Chandrahas Choudhury might be a debutant novelist but he speaks with the air of a veteran author. At the launch of his book Arzee the Dwarf, published by Harper Collins at the Oxford Bookstore on July 20 and priced at Rs 325, he was described as “the youngest author that Oxford has hosted”. All of 29 and a literary critic in Observer, Sunday Telegraph, San Francisco Chronicle and Mint, Choudhury, who read excerpts while gesticulating, epitomises the young, Indo-Anglian writer today.
“I selected a midget to tell a story because it allowed me to see Bombay (that’s how Mumbai has been spelt in the novel) through his eyes. When Arzee walks the streets of Bombay, ‘a city of the fives and sixes’, he is looked down upon, but at Noor, the theatre, Arzee looks down on the world from his perch on the projector,” the author explains. Arzee is earnest, suspicious, tender, needy — and his character has the energy and weight to carry the story through 200-odd pages.
With his first novel out on the stands, Choudhury is already on to his second project, an anthology of stories rooted in landscape. “The compilation will attempt to see what geographical location does to humans,” he signs off.

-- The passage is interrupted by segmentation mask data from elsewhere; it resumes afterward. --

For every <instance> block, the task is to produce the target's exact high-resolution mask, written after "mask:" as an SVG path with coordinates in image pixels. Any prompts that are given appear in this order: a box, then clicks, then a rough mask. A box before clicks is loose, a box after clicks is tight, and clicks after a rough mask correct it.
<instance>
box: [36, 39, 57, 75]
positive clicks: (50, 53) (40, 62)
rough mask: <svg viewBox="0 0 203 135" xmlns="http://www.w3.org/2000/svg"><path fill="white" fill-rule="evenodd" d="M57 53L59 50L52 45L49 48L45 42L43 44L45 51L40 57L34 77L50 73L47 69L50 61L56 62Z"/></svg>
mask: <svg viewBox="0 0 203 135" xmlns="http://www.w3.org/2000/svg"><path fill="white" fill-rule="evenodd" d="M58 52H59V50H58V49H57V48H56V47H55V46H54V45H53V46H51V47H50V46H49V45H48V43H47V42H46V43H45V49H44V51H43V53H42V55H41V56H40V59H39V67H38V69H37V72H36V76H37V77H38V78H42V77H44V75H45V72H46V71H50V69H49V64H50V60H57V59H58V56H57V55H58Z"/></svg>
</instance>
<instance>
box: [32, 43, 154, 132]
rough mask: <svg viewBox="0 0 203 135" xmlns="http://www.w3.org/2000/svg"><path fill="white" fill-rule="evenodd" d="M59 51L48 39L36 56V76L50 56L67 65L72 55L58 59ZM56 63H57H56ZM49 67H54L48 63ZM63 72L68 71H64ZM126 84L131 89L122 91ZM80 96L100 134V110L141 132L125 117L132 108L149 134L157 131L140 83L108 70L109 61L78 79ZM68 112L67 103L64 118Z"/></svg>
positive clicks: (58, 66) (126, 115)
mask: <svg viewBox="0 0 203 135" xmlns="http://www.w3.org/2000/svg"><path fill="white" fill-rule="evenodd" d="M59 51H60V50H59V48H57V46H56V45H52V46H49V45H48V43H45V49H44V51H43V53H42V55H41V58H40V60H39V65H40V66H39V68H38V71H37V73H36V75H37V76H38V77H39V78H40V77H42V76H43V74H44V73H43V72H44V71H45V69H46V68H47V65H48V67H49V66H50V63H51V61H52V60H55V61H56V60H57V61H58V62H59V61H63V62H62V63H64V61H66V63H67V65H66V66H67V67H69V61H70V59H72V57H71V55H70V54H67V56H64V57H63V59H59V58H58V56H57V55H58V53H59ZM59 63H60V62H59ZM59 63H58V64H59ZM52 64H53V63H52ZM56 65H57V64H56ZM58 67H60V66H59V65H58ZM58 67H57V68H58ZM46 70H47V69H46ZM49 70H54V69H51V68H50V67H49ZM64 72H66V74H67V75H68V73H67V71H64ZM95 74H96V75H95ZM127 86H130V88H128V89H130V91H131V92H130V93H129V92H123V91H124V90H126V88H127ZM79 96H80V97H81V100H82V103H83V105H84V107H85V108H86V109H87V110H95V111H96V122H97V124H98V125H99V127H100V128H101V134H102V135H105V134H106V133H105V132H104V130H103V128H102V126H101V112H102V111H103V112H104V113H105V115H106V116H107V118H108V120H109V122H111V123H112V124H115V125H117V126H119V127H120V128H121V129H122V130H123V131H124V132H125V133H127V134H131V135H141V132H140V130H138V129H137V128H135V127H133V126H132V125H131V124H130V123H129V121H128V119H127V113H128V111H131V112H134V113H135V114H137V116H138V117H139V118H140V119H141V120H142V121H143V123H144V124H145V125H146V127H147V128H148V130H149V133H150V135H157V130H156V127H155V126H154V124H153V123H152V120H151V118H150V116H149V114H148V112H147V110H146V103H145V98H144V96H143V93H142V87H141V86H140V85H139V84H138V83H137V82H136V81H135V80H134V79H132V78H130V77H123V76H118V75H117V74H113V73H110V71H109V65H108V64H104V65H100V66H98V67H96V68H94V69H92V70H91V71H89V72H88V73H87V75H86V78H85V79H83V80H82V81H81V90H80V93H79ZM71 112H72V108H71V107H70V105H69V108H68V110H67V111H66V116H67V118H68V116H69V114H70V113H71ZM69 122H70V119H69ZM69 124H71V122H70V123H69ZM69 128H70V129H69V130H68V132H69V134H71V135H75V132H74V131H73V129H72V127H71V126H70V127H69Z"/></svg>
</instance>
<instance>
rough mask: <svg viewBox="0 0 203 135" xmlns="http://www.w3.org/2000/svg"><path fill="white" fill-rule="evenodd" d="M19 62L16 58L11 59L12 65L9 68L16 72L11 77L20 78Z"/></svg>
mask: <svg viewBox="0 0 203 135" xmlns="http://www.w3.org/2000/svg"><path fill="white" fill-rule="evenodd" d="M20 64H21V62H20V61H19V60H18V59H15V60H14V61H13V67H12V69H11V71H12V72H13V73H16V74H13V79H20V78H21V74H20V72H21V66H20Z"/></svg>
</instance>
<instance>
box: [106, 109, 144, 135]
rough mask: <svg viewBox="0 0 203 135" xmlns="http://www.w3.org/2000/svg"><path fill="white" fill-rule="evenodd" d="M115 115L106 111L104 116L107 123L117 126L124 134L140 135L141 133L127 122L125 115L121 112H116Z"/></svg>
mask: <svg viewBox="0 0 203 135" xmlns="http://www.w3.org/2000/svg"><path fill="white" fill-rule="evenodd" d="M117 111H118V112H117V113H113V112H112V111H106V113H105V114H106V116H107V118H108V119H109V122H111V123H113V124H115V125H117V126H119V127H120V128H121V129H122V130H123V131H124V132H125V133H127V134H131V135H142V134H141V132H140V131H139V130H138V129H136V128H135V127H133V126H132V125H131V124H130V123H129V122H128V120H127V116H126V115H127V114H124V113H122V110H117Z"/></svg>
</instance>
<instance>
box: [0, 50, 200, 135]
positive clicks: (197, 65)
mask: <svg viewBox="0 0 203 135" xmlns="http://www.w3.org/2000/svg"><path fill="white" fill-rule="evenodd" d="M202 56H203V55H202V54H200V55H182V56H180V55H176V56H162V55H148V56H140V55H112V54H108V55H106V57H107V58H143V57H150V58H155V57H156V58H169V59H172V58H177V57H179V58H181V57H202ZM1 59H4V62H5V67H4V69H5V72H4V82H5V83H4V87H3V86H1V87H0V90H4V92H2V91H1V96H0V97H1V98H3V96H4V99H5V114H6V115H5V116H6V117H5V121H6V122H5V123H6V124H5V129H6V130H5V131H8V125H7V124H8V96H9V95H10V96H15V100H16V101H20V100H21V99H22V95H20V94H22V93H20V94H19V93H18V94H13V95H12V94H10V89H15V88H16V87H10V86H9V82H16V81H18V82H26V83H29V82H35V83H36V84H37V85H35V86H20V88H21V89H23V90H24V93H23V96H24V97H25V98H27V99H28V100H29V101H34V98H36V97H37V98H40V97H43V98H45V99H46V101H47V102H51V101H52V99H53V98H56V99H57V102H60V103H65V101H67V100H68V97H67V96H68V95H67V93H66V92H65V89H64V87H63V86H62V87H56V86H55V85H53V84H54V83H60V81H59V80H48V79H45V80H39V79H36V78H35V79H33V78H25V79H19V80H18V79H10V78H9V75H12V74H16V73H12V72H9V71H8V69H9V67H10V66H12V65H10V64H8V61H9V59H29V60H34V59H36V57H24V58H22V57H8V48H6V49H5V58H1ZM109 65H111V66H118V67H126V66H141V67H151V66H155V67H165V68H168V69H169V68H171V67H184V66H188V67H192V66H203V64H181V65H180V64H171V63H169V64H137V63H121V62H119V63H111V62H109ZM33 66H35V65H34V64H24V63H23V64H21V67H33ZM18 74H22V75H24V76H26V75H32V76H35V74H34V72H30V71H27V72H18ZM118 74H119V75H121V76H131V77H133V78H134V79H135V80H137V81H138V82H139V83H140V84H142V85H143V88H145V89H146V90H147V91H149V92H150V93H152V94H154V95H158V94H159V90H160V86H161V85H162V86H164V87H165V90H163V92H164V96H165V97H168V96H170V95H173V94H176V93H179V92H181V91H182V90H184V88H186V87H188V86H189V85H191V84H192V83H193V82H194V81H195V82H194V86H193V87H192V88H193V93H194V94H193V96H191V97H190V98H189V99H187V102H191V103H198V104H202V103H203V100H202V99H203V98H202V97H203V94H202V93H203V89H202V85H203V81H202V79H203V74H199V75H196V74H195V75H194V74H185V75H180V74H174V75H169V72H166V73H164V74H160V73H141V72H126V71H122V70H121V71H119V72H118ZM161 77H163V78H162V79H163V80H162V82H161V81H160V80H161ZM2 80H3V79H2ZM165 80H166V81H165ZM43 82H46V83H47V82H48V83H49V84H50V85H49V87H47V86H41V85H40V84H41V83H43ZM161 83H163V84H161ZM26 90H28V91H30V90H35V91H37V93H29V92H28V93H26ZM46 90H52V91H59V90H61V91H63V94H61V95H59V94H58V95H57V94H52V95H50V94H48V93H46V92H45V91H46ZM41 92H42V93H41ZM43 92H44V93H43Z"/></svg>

Choudhury is a new name in the world of towering literary greats. Can he, like Arzee, turn it around and secure a vantage point to view the world from a greater height?
This gift of excerpts
This Gift of English, an academic discourse on the teaching of the language in the country, published by Orient Blackswan, priced at Rs 795, was launched at Oxford Bookstore on July 9. The launch was to be followed by a panel discussion with Jasodhara Bagchi, Sujata Sen and Rimi B. Chatterjee interacting with author Alok Mukherjee, who teaches at York University, Toronto.
While it would have been interesting to hear former professor of English at Jadavpur University Jasodhara Bagchi and Rimi B. Chatterjee, who teaches there now, on the subject, most of the evening was taken up by the author reading from his book. Snatches of such readings are meant to arouse reader interest and thus help sell the book. One can only hope that the exercise worked for This Gift of English.

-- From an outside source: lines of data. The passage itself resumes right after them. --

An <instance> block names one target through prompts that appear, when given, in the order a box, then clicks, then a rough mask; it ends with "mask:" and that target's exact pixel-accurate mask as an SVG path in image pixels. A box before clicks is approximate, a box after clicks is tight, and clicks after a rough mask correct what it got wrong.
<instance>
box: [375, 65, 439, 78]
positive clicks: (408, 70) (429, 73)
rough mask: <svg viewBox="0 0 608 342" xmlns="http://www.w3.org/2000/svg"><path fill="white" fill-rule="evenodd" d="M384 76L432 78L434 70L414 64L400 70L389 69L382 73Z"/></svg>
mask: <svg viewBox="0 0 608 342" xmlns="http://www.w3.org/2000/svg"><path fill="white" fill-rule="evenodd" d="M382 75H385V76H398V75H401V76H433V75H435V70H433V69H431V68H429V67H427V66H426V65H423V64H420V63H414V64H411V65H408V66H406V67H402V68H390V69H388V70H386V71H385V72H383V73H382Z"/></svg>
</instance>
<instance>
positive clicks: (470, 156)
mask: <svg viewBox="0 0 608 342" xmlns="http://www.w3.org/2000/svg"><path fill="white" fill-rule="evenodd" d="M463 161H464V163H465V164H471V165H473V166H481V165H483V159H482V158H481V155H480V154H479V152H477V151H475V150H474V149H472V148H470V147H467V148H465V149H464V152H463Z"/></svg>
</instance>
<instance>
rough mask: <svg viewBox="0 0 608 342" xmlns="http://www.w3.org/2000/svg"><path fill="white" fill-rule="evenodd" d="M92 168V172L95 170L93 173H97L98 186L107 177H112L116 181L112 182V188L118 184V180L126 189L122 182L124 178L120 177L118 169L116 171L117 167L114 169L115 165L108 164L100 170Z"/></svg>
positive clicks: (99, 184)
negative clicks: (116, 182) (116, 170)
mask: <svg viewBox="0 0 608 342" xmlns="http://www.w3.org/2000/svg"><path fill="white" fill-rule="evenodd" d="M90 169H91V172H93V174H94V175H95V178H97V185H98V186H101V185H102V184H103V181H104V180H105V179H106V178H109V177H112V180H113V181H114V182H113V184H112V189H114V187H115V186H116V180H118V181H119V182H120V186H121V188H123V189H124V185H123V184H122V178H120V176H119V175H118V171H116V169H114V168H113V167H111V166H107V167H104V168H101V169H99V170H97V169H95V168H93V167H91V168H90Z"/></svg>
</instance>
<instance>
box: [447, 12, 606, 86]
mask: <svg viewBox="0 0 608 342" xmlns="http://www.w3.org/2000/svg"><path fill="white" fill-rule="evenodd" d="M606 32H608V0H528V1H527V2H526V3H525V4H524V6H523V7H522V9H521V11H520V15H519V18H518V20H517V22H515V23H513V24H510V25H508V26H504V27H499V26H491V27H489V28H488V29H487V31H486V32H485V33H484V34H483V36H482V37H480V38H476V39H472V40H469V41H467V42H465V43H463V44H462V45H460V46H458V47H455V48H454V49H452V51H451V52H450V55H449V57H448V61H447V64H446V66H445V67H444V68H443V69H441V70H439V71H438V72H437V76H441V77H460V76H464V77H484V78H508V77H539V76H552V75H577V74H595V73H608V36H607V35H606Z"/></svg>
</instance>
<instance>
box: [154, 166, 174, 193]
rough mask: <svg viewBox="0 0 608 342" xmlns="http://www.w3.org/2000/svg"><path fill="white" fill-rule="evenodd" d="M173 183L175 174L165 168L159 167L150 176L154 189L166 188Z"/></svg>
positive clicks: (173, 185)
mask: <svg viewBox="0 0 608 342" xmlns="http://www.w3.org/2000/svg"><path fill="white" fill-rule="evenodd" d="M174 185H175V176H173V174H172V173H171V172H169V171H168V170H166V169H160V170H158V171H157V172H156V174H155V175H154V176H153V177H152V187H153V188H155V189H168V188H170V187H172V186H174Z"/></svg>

Launching the book, Nabaneeta Dev Sen, who made a hurried exit to attend another function, aptly reminded the audience of how the teaching of English has been undermined in the state. The Left Front government had banned the study of English in the primary classes till recently and this, Dev Sen said, has blighted the future of a generation of learners.
She came first
The first Bengali autobiography is making a comeback, thanks to National Book Trust. Rassundari Dasi’s Amar Jeevan, which was out-of-print, was relaunched recently at a programme in Mahabodhi Society Hall, behind College Square, on her 200th birth anniversary. Editor of the book Baridbaran Ghosh said it was a matter of glory that Bengal’s first autobiography was written by a woman.
“That a 19th century woman who had no formal education was writing an autobiography was a unique example of women’s renaissance,” said former teacher of Bengali at Scottish Church College Alok Roy, who released the book, priced Rs 45.
Rassundari, who got married at the age of 12, conceived 12 times and had to take care of the family as her mother-in-law lost her eyesight soon after her marriage. She learnt to read on her own. The book refers to how she would read the Chaitanya Bhagabat (“gongaiya porite shikhilam”) in the kitchen with her face covered by her sari-end.
“The language is not refined. We have also retained her spellings,” says National Book Trust’s Bengali division editor Bratin Dey. The first edition of the book had come out in 1876, at the initiative of her sons when Rassundari was 67. She appended a section to the book at the age of 87. Her life was later chronicled in Aamaar Thakuma by her grand-daughter Saralabala Sarkar, who was also the niece of Sisir Kumar Ghosh of Amritabazar Patrika.
National Book Trust launched three other books — all works of translation — two days later. One was on the educational philosophy of Japanese educationist Tsunesaburo Machiguchi by Sourin Bhattacharya, while another was a compilation of 26 stories from African literature translated by Agni Roy.
The third, by Rambahal Tewari, was a continuation of NBT’s project of bringing Premchand to Bengali readers, the current selection comprising 13 stories from the master story-teller’s writings for children.